Réforme du Pacte Dutreil dans le PLF 2026 : un recentrage majeur sur l’activité opérationnelle
Le Projet de loi de finances pour 2026 apporte une réforme significative du pacte Dutreil, dispositif central pour la transmission d’entreprises. L’objectif affiché du gouvernement : recentrer l’avantage fiscal sur l’économie réellement productive et limiter certains effets d’aubaine, notamment via les holdings.
Le pacte Dutreil (articles 787 B et 787 C du CGI) permet une exonération de 75 % des droits de mutation lors d’une transmission (donation ou succession) de titres d’une société exerçant une activité :
industrielle
commerciale
artisanale
agricole
libérale
Ce dispositif est conditionné à :
un engagement collectif de conservation des titres,
un engagement individuel,
et la poursuite de l’activité.
Le PLF 2026 modifie l’article 787 B du CGI :
L’exonération Dutreil ne s’applique plus qu’à la fraction de la valeur des titres correspondant à des biens affectés à l’activité opérationnelle de la société.
Concrètement
Les actifs non opérationnels (trésorerie excédentaire, biens patrimoniaux, véhicules de tourisme, œuvres d’art, bateaux de plaisance, chevaux de course, etc.) sortent du champ de l’exonération.
L’exonération de 75 % ne s’applique plus sur la valeur globale des titres, mais uniquement sur la part correspondant à l’activité économique réelle.
Objectif
Limiter les montages via holdings animatrices ou patrimoniales et réserver l’avantage fiscal aux entreprises réellement productives.

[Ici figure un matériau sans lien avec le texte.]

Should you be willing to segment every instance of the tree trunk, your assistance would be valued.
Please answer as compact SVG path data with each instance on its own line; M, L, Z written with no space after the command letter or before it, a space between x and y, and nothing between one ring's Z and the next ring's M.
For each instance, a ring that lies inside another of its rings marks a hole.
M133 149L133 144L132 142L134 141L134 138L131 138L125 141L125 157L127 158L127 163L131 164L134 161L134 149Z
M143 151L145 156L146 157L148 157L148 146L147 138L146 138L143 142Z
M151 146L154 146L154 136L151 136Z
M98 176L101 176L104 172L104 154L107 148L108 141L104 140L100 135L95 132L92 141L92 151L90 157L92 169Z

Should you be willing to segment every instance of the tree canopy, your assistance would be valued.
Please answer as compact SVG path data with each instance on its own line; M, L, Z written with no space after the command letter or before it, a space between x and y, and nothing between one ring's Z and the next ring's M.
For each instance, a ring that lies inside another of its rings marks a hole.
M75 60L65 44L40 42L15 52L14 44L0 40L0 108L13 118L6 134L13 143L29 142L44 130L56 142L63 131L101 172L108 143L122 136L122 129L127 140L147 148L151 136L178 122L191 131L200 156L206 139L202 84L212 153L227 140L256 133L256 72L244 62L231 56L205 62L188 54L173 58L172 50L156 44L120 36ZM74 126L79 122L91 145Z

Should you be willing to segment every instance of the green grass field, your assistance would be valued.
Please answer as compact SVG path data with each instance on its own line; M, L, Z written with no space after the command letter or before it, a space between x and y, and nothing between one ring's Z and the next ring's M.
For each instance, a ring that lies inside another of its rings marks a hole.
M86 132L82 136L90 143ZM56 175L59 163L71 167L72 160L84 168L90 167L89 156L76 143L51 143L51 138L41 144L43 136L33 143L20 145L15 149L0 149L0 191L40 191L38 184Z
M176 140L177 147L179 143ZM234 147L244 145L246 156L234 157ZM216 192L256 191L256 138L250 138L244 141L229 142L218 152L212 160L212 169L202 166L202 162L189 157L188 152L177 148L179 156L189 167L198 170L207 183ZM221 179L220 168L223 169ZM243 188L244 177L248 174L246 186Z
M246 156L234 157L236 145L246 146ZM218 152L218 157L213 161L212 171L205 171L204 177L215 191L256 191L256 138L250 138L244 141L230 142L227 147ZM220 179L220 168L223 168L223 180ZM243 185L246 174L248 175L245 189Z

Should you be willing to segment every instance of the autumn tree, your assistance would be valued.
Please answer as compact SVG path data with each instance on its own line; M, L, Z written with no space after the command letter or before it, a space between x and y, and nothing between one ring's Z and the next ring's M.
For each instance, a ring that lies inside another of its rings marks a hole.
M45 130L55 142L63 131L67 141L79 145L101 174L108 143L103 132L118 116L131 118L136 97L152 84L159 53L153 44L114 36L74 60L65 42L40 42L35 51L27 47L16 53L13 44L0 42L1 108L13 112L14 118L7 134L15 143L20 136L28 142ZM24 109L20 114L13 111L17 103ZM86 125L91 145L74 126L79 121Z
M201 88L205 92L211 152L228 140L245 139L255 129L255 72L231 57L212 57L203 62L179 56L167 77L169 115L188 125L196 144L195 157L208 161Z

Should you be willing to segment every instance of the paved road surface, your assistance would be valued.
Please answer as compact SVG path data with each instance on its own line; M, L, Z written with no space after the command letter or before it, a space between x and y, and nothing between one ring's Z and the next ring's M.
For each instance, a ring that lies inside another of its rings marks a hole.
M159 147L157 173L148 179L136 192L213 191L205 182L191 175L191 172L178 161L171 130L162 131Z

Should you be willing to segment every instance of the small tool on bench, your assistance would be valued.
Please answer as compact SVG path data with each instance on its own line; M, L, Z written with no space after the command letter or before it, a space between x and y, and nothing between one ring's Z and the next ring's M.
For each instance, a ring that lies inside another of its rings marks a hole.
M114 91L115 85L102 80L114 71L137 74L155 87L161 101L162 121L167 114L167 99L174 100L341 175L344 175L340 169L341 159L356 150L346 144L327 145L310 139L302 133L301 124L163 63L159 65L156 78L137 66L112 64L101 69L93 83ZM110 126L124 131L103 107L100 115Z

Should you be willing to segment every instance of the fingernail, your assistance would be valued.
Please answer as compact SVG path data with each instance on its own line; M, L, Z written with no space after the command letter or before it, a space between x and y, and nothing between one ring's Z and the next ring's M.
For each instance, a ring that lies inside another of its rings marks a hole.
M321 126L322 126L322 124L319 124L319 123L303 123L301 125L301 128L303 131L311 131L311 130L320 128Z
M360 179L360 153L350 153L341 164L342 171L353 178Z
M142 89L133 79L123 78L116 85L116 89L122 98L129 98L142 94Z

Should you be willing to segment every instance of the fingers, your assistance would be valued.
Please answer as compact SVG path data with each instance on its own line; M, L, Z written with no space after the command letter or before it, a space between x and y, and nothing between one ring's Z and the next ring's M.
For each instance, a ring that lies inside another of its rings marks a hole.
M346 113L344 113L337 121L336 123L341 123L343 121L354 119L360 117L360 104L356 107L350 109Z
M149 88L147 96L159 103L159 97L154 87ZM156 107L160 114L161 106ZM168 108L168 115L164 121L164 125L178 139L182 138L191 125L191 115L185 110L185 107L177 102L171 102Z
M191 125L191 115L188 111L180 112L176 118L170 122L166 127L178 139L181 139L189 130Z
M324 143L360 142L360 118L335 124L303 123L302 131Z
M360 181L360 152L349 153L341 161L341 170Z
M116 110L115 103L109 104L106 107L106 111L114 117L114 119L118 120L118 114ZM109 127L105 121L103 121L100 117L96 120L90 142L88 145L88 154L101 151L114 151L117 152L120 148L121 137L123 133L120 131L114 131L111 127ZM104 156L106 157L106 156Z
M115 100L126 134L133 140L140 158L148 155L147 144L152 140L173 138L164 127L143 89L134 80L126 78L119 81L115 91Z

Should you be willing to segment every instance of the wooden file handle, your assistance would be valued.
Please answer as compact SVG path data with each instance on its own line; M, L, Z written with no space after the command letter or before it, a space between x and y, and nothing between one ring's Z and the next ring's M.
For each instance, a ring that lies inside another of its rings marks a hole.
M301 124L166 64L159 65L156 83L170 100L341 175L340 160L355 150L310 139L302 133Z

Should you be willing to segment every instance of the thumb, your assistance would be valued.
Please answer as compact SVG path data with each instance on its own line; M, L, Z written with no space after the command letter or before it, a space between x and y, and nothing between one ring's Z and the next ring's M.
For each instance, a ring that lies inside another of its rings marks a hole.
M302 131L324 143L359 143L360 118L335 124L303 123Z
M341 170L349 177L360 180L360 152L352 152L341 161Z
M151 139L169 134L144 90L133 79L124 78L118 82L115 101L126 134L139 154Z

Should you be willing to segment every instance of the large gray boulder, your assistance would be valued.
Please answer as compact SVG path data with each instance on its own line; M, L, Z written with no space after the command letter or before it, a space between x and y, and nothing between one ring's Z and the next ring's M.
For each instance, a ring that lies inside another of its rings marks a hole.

Le texte adopté via l’article 49‑3 prévoit également un allongement de la durée d’engagement individuel pour les héritiers ou donataires.
Engagement collectif : 2 ans
Engagement individuel : 4 ans
Engagement individuel allongé à 6 ans. Sachant que la durée d'engagement individuel court après la période de l'engagement collectif, la durée globale de conservation des titres est portée au global à 8 ans
Renforcer la stabilité du capital transmis et éviter les sorties rapides après transmission.

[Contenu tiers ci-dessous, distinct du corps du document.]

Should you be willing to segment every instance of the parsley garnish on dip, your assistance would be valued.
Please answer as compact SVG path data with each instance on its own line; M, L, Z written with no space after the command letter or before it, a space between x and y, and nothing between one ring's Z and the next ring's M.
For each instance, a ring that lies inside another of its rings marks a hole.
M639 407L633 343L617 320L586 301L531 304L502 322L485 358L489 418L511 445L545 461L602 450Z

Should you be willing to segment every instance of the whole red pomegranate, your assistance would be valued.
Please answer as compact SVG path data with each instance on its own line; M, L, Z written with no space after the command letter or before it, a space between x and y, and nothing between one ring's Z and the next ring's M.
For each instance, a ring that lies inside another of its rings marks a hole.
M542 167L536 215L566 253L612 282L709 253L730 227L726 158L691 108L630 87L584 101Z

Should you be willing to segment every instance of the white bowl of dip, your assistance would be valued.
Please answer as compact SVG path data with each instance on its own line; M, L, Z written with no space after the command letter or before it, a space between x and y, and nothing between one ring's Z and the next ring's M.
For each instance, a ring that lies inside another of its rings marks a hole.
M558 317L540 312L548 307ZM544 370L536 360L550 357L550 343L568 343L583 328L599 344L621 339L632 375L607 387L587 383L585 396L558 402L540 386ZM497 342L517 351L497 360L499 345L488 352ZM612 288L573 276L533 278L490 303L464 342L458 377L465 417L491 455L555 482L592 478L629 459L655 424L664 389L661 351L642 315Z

Les holdings animatrices étaient au cœur des débats. Jusqu’ici, leur éligibilité reposait sur une appréciation de la prépondérance de l’activité d’animation, souvent mesurée via la valeur des filiales opérationnelles.
Avec la réforme :
L’exonération ne portera plus sur la totalité des titres de la holding,
mais uniquement sur la fraction correspondant aux actifs opérationnels des filiales animées.
Les holdings comportant un patrimoine mixte (immobilier, trésorerie, placements…) verront mécaniquement réduire la base exonérée.
Meilleure cohérence entre avantage fiscal et activité économique réelle.
Réduction des montages patrimoniaux opportunistes.
Renforcement de la pérennité des entreprises familiales via l’allongement des engagements.
Complexification des évaluations : nécessité de ventiler les actifs entre opérationnels et non opérationnels.
Réduction de l’exonération pour les groupes structurés via holdings.
Risque d’augmentation du coût fiscal des transmissions.
Le PLF 2026 marque une évolution profonde du pacte Dutreil :
recentrage sur les actifs productifs,
limitation des effets d’aubaine,
engagements renforcés pour les bénéficiaires.
Pour les dirigeants et familles, cette réforme implique :
une anticipation accrue des transmissions,
une analyse fine de la structure des actifs,
et, souvent, une réorganisation préalable pour optimiser l’éligibilité.